3. Option matching shortcuts. When multiple-choice options are removed, reasoning models markedly improve. This reveals that models aren't performing genuine deduction—they're pattern-matching against provided options rather than reasoning through the problem independently.

Intervention Results

The team designed two intervention approaches to verify and mitigate these problems:

• Slow-to-Fast (S2F) adaptive reasoning: Dynamically constrains reasoning length based on task requirements.
• Think-to-Match (T2M) shortcut prevention: Prevents models from relying on option matching patterns.

Both interventions improved performance, confirming that the failures stem from how these models approach reasoning, not from fundamental capability gaps.

Why This Matters

The study exposes a critical limitation in current reasoning model architecture. While models like those from Anthropic, OpenAI, and others have demonstrated genuine advances in formal reasoning (mathematics, coding, formal logic), this capability does not map onto social reasoning tasks.

Theory of mind is fundamental to natural human interaction—understanding others' beliefs, intentions, and perspectives. The inability of reasoning models to handle these tasks suggests that social reasoning requires fundamentally different capabilities than formal step-by-step deduction.

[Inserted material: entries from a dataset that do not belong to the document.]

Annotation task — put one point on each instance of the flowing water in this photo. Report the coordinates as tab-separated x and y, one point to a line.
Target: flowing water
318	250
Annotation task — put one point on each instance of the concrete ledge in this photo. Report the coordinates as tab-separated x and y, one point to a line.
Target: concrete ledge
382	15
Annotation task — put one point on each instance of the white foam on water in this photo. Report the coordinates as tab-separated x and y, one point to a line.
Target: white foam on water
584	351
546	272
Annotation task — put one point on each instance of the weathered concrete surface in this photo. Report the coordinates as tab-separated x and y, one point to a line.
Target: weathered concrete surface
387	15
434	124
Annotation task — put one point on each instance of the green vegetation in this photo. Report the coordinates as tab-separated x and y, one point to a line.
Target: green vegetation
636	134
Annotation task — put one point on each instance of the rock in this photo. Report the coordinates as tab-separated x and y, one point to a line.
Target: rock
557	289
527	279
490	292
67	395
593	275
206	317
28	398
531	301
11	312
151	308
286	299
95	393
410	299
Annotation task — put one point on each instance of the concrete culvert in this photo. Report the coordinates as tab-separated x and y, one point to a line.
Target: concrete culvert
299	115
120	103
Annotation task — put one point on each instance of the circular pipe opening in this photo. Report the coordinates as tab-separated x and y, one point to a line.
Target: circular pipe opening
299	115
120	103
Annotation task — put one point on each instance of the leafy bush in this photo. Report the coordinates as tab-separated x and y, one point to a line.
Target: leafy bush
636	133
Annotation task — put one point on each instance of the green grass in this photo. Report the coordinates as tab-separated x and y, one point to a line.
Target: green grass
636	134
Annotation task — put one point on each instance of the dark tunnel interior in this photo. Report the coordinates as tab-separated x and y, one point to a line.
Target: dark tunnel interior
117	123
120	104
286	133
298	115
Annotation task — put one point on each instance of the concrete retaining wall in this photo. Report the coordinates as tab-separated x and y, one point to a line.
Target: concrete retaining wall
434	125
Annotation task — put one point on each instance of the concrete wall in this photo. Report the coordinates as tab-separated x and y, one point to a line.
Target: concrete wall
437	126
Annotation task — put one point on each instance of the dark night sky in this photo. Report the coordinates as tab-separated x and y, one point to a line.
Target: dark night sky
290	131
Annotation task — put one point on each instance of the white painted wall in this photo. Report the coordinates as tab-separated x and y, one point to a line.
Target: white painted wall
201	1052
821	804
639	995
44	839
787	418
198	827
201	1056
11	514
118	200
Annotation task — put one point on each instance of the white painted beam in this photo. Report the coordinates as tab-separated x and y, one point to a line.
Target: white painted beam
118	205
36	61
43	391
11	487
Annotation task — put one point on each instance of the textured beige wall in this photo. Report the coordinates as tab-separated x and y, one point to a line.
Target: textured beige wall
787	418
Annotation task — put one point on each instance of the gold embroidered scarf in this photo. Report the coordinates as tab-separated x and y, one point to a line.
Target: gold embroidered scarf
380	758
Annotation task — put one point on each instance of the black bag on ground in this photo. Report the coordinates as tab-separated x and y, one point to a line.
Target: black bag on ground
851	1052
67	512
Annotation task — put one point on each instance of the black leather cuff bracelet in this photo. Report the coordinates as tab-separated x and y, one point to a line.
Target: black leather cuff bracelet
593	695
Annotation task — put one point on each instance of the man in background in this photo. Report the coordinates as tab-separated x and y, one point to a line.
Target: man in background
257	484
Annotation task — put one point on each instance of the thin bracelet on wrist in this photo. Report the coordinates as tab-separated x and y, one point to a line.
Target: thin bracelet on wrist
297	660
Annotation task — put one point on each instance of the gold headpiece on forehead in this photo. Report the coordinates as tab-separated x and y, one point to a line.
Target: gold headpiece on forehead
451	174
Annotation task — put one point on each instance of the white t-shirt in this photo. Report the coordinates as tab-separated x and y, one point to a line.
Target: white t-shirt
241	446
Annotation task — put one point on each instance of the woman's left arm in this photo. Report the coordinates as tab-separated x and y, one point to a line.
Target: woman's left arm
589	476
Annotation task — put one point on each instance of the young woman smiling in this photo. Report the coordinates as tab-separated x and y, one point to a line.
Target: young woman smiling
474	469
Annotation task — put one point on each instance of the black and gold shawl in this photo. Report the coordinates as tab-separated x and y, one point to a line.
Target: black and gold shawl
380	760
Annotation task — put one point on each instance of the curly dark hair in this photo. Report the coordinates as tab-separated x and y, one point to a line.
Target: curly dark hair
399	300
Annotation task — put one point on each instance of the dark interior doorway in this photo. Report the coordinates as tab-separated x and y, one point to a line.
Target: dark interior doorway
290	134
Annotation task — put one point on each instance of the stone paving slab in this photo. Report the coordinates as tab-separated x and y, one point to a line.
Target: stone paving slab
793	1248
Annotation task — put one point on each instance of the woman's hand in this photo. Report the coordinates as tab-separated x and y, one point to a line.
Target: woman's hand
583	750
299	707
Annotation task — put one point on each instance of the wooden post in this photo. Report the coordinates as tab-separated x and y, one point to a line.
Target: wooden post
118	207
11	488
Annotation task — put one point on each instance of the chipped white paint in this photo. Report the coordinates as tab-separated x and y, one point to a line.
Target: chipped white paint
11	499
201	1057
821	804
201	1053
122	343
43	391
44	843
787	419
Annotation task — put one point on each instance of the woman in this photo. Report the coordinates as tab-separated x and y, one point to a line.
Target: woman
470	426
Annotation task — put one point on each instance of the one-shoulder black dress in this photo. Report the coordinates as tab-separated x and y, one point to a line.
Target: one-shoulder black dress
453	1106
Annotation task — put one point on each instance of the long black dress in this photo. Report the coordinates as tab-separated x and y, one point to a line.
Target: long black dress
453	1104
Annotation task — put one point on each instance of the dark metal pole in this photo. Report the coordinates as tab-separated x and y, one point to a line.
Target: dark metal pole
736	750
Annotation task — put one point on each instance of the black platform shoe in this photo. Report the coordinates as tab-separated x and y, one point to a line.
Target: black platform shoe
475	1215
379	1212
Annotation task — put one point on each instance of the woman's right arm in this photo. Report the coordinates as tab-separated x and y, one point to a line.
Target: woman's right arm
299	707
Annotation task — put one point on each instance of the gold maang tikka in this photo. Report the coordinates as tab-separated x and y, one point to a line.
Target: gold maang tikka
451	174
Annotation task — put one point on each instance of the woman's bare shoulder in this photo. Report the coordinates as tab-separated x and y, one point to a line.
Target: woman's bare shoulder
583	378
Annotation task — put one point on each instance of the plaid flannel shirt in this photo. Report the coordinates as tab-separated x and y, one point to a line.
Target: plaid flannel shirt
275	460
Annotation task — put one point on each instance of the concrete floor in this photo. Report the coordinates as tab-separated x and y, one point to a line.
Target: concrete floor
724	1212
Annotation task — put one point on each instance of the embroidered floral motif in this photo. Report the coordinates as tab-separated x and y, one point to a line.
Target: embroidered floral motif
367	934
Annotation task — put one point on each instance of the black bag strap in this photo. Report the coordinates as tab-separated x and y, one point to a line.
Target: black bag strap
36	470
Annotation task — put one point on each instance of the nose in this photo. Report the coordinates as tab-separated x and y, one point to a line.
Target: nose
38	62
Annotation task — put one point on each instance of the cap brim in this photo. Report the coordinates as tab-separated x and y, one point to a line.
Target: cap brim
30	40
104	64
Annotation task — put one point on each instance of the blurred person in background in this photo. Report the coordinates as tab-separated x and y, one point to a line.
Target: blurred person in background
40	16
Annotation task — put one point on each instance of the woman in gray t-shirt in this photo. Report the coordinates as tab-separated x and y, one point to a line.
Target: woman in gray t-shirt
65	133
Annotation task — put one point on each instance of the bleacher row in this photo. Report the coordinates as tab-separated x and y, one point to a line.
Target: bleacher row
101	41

The research indicates the problem isn't a lack of computation or tokens. Extended thinking actually hurts performance. This suggests reasoning models may need architectural redesigns specifically tailored to socio-cognitive tasks rather than generalizing from their math/coding success.

What This Means

Current reasoning models have hit a clear capability ceiling on social reasoning. The advancement that made them exceptional at formal tasks—extended chain-of-thought reasoning—actively undermines their ability to model human mental states. Building systems that handle both formal and social reasoning will require either task-specific adaptation layers or a rethinking of how reasoning itself is implemented. For applications requiring both mathematical rigor and social understanding, current reasoning models are not a complete solution.